At times what also happens is that the criteria for success that the company had backed on, turns out to be different from what consumers think it should be. Take the case of the VHS versus Betamax battle for the video standard, between Sony and Matsushita, both Japanese companies. Sony decided to concentrate on video quality whereas Matsushita decided to concentrate on longer recording time, which ultimately became the key differentiator between the two standards.
By concentrating on the quality of the video Sony was just doing what it had done in the past. But consumers, it turned out, were looking for a longer recording time and were willing to compromise on the quality of the video.
At times, the consumers don’t have a role to play and have to go with what is offered. Take the case of the battle between Blu-ray and HD-DVD, two competing DVD formats. As Karl Stark and Bill Stewart write in an article titled 
Why Better Products Don’t Always Winon Inc.com “Unfortunately differentiating factors aren’t always clear, and consumers don’t always get the right to choose. Consider the battle between Blu-ray and HD-DVD; while consumers could buy either product, ultimately the war was fought over which content providers would exclusively back each format. Since more content was available on Blu-ray, it ended up creating more customer value, despite the possibility that HD-DVD was a technically superior product.”
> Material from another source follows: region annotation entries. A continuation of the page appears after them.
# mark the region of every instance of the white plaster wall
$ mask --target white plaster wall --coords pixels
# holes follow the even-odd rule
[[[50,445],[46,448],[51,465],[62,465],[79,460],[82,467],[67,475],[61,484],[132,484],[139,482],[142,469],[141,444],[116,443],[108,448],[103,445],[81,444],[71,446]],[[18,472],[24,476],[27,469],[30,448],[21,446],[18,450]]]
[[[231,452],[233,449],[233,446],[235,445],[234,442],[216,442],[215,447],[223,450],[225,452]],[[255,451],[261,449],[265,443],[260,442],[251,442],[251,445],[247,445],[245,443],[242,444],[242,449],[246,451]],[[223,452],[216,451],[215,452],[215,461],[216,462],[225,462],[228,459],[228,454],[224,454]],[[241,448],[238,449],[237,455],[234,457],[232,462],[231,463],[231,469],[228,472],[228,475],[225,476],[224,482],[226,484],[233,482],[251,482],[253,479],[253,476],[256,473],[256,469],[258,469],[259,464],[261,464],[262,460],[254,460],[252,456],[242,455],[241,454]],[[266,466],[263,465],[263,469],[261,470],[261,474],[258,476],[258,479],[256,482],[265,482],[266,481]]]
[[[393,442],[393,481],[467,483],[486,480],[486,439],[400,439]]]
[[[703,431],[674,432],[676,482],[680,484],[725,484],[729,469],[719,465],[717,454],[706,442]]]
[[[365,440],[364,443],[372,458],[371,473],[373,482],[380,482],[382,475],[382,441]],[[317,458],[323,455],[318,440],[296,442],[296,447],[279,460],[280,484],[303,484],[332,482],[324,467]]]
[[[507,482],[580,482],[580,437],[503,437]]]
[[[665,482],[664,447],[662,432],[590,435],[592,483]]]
Once the consumer is on the Blu-ray format, there is a huge cost of switching to HD-DVD, even though HD-DVD may catch up in terms of content that is available on it to be viewed.
On occasions what also happens is that the brand association of a particular product being the best product in that category is very strong and competitors can’t break it. Take the case of Gillette. As Dawar writes “After more than a century of blade technology, Gillette still controls when the market moves onto the next generation of razor and blade. And even though for the past three decades, competitors have known that the next-generation blade from Gillette will carry one additional cutting edge and some added swivel or vibration, they’ve never pre-empted the third, fourth, or fifth blade.”
Why is that the case? “Because there is little to gain from preemption. Gillette owns the customers’ criterion, and the additional blade becomes credible and viable only when Gillette decides to introduce it, backed by a billion-dollar launch campaigns.”
The chip maker Intel is in a similar sort of situation. Consumers believe that the chip is the fastest chip in the market, only if it comes from Intel. “Both AMD’s K-6 chip and the PowerPC chip were faster than the fastest Intel chip on the market at the time of their launch. But the two challengers were unable to move the market,” writes Dawar.
To conclude, let me quote Stark and Stewart: “Better products win when the total value – that is, the benefits minus the cost – is clear and measurable to the customer and creates more value than comparable offerings.” The trouble is it is difficult to figure out in advance what creates more value for the customer. Even the customer may not know the answer to that question.